No-till or zero tillage agriculture is part of the practice of conservation agriculture.
It is a way of growing annual crops (from year to year) without disturbing the soil unlike traditional forms of agriculture that use tillage.
Tillage is the use of ploughs and other implements to prepare the soil for planting. Tilling the soil removes weeds and shapes the soil into rows for crop plants.
However, there are some undesirable effects of tillage. These are listed below:
- Soil compaction
- Disruption of soil microbes
- Loss of organic matter
- Soil erosion where the topsoil is washed or blown away
- Increased evaporation of water
These are negated when a no-till farming is used.
No-till has advantages as listed below:
- Reduced labour costs
- Reduced fuels costs
- Reduced machinery costs
- Reduced irrigation
- Increased yields due to higher water infiltration and storage capacity
- Less erosion
- Improvement in soil quality
- No tillage pan means roots can grow deeper
- Smaller, lighter tractors can be used which reduced compaction
There are some disadvantages with no-till farming though.

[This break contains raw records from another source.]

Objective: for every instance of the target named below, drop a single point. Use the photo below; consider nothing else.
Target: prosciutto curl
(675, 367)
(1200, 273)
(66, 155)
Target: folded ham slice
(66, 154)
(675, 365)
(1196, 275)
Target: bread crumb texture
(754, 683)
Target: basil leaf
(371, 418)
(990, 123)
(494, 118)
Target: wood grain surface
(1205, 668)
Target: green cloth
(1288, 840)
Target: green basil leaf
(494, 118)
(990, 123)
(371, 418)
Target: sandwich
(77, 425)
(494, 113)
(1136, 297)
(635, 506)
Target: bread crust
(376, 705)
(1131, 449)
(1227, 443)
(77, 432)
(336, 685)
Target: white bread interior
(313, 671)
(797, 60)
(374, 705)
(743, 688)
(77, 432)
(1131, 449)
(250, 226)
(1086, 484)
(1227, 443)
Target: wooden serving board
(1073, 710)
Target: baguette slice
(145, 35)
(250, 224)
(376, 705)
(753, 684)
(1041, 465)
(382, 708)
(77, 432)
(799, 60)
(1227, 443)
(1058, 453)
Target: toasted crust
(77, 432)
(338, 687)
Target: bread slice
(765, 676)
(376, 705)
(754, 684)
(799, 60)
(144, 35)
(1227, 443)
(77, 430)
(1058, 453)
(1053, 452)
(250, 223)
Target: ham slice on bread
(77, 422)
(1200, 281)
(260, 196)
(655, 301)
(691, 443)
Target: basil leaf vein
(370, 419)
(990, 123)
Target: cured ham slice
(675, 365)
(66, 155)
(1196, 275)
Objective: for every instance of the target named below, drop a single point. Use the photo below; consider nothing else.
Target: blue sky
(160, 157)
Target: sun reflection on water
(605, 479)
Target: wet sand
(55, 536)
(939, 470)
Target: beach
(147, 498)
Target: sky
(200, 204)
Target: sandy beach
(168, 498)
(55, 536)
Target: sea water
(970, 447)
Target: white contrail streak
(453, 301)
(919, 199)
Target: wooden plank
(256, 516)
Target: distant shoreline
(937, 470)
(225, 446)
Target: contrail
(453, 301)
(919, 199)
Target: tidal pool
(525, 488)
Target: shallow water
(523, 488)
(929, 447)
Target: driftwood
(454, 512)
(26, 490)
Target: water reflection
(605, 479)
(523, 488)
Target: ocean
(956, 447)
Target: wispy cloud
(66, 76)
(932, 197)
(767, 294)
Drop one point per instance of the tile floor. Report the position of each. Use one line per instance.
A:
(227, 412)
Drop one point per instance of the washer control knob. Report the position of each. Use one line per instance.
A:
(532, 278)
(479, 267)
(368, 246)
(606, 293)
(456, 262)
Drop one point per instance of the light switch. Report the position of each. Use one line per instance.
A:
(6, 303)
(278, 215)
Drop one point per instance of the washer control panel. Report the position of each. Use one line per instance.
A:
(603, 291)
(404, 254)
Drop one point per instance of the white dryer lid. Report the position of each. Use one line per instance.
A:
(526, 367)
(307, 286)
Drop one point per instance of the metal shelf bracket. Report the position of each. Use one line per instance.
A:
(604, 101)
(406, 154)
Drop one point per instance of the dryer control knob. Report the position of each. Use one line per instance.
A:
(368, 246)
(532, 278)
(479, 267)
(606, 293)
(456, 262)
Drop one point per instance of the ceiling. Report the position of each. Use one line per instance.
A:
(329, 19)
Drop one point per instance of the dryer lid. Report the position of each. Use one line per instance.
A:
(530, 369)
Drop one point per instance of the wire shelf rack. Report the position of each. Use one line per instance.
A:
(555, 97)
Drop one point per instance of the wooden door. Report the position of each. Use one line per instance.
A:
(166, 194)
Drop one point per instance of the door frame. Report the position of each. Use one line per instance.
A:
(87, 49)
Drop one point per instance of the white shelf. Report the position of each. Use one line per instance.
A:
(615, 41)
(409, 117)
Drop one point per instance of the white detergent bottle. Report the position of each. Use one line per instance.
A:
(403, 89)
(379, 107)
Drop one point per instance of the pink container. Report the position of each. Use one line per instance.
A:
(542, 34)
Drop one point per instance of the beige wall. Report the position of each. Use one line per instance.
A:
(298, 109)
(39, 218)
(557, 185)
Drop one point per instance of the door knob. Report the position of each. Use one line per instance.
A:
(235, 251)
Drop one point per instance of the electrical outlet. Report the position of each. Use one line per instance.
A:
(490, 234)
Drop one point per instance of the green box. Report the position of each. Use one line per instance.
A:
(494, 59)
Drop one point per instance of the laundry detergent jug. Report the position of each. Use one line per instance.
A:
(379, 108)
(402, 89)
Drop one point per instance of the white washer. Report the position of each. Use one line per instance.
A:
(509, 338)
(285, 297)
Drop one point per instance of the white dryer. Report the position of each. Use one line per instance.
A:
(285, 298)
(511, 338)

- If no-till is done incorrectly, crop yields will be reduced
- Increased use of herbicide needed to kill the weeds that ploughing would have removed
- Remaining crop residue can increase disease lying in the field
- Gullies that form increase each year without ploughing
- Specialist equipment and knowledge is needed for no-till
- Residue build up of old crop can occur if the field is incorrectly prepared
- Yields reduce in the transition time from conventional tillage to no-till
- Transition time to no till is 4-5 years
No-till farming most closely mimics the natural soil conditions compared to other methods of farming. The soil is left undisturbed apart from where the seeds are placed which preserves the soil. Soil conservation is vital for its ability to grow food for an ever expanding population.